天井桟敷より

朝吹

天井桟敷より


 ぼくの大嫌いな若手ピアニストがテレビに出ている。相変わらず汚い音だ。ピアノを木琴みたいに叩いて弾くんじゃねえよ。だが彼のコンサートは毎回超満員でチケットは数分で完売、音源も飛ぶように売れる。顔の良さと戦禍の国からの亡命者という悲劇的な経歴が大うけの理由だ。

「廉太郎。課題できたか」

 ぼくの名は滝廉太郎にちなんで名づけられた。このことからもお分かりのようにぼくの両親は音楽関係者だ。音大生のぼくは「できた」と頷いた。

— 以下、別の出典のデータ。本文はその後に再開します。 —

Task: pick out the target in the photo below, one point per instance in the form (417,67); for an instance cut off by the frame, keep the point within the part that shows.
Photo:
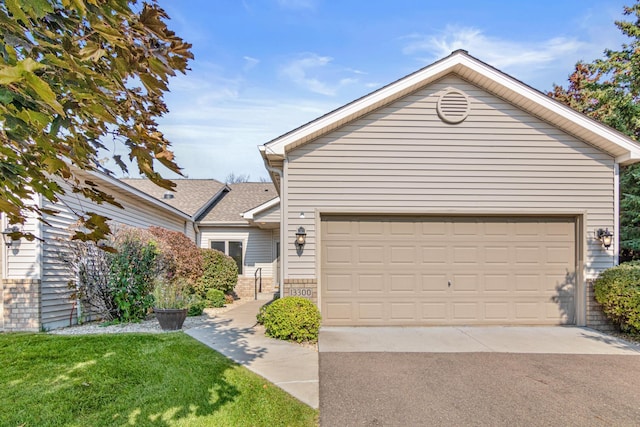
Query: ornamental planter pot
(170,319)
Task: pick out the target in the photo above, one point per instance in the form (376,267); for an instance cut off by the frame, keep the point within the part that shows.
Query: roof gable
(191,196)
(619,146)
(238,199)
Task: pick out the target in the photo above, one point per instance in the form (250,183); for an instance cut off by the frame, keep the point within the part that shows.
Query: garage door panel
(371,255)
(368,283)
(501,270)
(434,255)
(465,255)
(434,283)
(338,254)
(497,283)
(403,254)
(465,283)
(403,311)
(402,283)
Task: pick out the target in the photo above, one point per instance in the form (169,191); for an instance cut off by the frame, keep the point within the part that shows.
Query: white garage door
(448,270)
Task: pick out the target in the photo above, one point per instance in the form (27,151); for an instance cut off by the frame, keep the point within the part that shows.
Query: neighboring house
(243,217)
(454,196)
(241,220)
(35,295)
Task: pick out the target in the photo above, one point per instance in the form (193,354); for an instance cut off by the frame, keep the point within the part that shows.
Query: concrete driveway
(477,376)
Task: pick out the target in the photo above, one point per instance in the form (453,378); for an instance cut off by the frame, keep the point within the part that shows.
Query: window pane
(235,252)
(218,246)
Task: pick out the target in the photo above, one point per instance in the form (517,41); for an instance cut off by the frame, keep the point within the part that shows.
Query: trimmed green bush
(196,306)
(131,275)
(219,272)
(291,318)
(618,290)
(215,298)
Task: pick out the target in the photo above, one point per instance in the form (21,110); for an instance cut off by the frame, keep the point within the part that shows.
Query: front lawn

「舞ちゃんが音楽室を抑えたからさ、今からみんなで聴き比べてみよう」

「分かった」

 作曲の課題が出ているのだ。教授が鬼なので容赦ない講評を喰らう。

 ダメージを最小限にするために、学生たちは連帯して事前に互いの曲を批評し合い、手直しをして、いわば全体責任のようなかたちを作っておいてから発表当日に立ち向かう。

 小雨の日だった。晴れてゆく雨雲の合間に少しだけ、紫陽花色がのぞいている。

 ぼくは傘をふって水気を切り、傘立てに突っ込むと練習用のピアノがおいてある防音室に向かった。


 ぼくの祖母は芸術が分かる人だった。といっても在野のいち趣味人に過ぎなかったのだが、あれは駄目これはいいと容赦なく仕分けていて、いいと想ったものについては手放しで褒めた。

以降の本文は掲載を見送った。